The letters demanding access:
A month ago the OM sent a letter notifying that they would need access on 4th July and since they did not have the key to the property, the couple should give their permission.
The works would take the whole day and it would cause a lot of disruption. It was advised that the couple should leave the bungalow.
Last week the man advised one of the directors that he could not provide access as he was going to attend a funeral on that day and the following day he had an appointment with his oncologist.
He gave permission for the 7th July.
Then, the couple further discussed this and they say that the radiators to be fitted are smaller and they became nervous that the heating levels they enjoy would not be maintained in the future.
They also realised that they had not been consulted and minimal information has been provided.
They are also under a lot of stress as their daughter is also diagnosed with cancer and the wife is in the early stages of dementia.

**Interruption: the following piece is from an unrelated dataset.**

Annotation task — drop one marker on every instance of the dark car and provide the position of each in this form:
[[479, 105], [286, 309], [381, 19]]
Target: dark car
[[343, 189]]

They just need a period of calm and to enjoy their home peacefully - so, they wrote to ask for reassurance about the heating levels, also saying that their radiators are working perfectly - so, why did the OM deem appropriate to be removed and they refused access on the 7th July.
They have now received a vile letter - claiming that they received legal advice on their breach of the lease to refuse to give access urgently' and if he didn't, they would seek an injunction.
They also added that the solicitors' costs £800 plus VAT for notification of previous breaches ( such as one branch overhanging onto the communal grounds being classed as a 'trespass') would be passed on to a debt collection agency and they would be in touch shortly.
Questions:
1. If they seek an injunction, shouldn't they also prove the urgency of the works and that they have followed the S20 consultation or they have sought dispensation from consultation from the Tribunal? Also, they have not bled the radiators or maintained the system for years... would this also be an argument?
2. The lease prescribes that the Landlord can have access to repair / renew the common parts and the conduits are classed as common parts. BUT the definition of conduits in the lease says that it is the radiators 'other than within the property'. Am I right to read this as the radiators in the properties being the residents' responsibility and they can not be using the service charge to replace them?
4. The first solicitors' letter threatened that if the £800 fee was not paid in 7 days, they would take legal action to enforce the breaches. Following the residents' reply that highlighted that they did not have a case with a merit, the solicitor backed off and passed it back to the Board; yet, still wanting his fee. The resident ignored it as he deemed that by paying, it would be an indirect admission that he had been in breach.
Can they pass this fee to a debt collector? Who is the owner of the debt? The Landlord who instructed the solicitor or the solicitor herself?
Shouldn't they obtain a determination from the Tribunal that the resident was in breach before they actually say it is a 'debt'?
I am grateful for any advice / guidance you could possibly give me so that I can, in turn, support this elderly couple.